Authors Thanaraaj V , Turkman A 

Received 2 September 2021

Accepted for publication 8 September 2021

Published 13 September 2021 Volume 2021:12 Pages 1011—1012

DOI https://doi.org/10.2147/AMEP.S337366

Checked for plagiarism Yes

Editor who approved publication: Prof. Dr. Balakrishnan Nair



Vyshnavi Thanaraaj, Ahmed Turkman

Imperial College London, Faculty of Medicine, London, UK

Correspondence: Vyshnavi Thanaraaj
Imperial College London, Faculty of Medicine, London, UK
Email [email protected]

View the original paper by Mr Belay and colleagues

Dear editor

We read with great interest the article by Belay et al1 evaluating the association between Emotional Intelligence (EI) and clinical practice performance of undergraduate nursing students during obstetrics and gynaecology nursing practice. As final year medical students, we have engaged with teaching methods that enhance our EI and, therefore, acknowledge the significance of improving EI to maximise our clinical practice performance.

Belay et al1 assessed emotional intelligence using the Schutte Self report Emotional intelligence Test (SSEIT). This is a self-report method that the students used to evaluate their level of agreement with descriptive statements about their emotional abilities. However, Cherry et al2 determined that it is possible to see his or her compassion in action only by observing a person’s communication. In addition, by self-reporting, the individual may lack appreciation of their emotional responses. Therefore, one way to improve this study is to engage with performance-based methods.3 This method allows us to examine how well the participants perform tasks and solve problems related to emotions, thus reducing prejudice and limiting the student from faking EI.

The aim of the study is to “develop higher EI in the accomplishment of the nursing program so as to increase the students’ clinical performance”. As previous studies have shown, emotional intelligence is made up of five clusters: self-awareness, self-regulation, motivation, empathy, and social skills.4 Self-awareness is believed to be the first trait to develop as an individual’s EI grows,4 and this has also been shown to be the main lacking factor in many healthcare staff.5 Wilson5 illustrated that the nurses who were self-aware, for example, devising boundaries from their home and work life, assisted in managing the emotional stress they encountered at work. On the contrary, those unable to recognise the stressors, suffered from lack of sleep and intruding thoughts within their home life. Therefore, some workers were not informed of the concept of EI or how this could be employed in their work environment. The authors need to estimate the levels of self-awareness amongst the candidates from the results of the SSEIT, and if lacking, this is where their EI improvement would begin. We believe this would address the aims of the study more effectively.

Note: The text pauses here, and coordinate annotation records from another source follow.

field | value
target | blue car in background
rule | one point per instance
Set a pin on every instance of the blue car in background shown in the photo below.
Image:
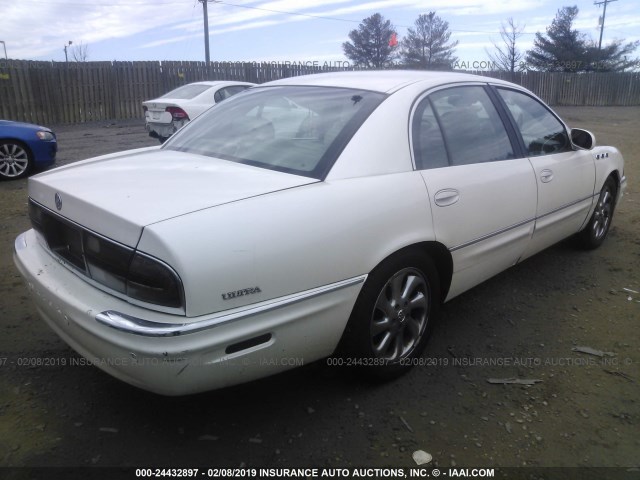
(23, 147)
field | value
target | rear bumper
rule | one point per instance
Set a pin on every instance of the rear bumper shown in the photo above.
(180, 355)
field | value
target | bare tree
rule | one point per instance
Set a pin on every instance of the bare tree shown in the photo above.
(507, 57)
(80, 53)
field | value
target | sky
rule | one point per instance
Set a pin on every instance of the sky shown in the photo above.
(275, 30)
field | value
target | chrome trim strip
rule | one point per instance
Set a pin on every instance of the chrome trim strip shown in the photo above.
(519, 224)
(568, 205)
(138, 326)
(493, 234)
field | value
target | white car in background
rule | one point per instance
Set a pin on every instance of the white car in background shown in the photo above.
(170, 112)
(314, 215)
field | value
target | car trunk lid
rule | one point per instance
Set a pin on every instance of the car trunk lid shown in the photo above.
(117, 196)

In conclusion, this study highlights the significance of developing EI to enhance clinical practice performance, further building nursing education in academic and clinical settings. In particular, the importance of healthcare workers to handle their own emotions while understanding and acknowledging others’. However, as previously discussed, studies have shown that the best way to assess EI is through performance-based methods and estimating the levels of self-awareness amongst the students. Therefore, we believe more emphasis should be placed on observational methods used to assess EI and identify the areas of improvement for the students.

Disclosure

The authors report no conflicts of interest for this communication.

References

1. Belay AS, Kassie A. Emotional intelligence and clinical performance of undergraduate nursing students during obstetrics and gynecology nursing practice; Mizan-Tepi University, South West Ethiopia. Adv Med Educ Pract. 2021;12:913–922. doi:10.2147/AMEP.S325212

2. Cherry MG, Fletcher I, O’Sullivan H, Dornan T. Emotional intelligence in medical education: a critical review. Med Educ. 2014;48(5):468–478. doi:10.1111/MEDU.12406

3. Hogeveen J, Salvi C, Grafman J. ‘Emotional intelligence’: lessons from lesions. Trends Neurosci. 2016;39(10):694. doi:10.1016/J.TINS.2016.08.007

4. Drigas AS, Papoutsi C. A new layered Model on emotional intelligence. Behav Sci (Basel). 2018;8(5):45. doi:10.3390/BS8050045

5. Wilson J, Wilson JL. The awareness of emotional intelligence by nurses and support workers in an acute hospital setting. Available from: http://shura.shu.ac.uk/9299/. Accessed September 1, 2021.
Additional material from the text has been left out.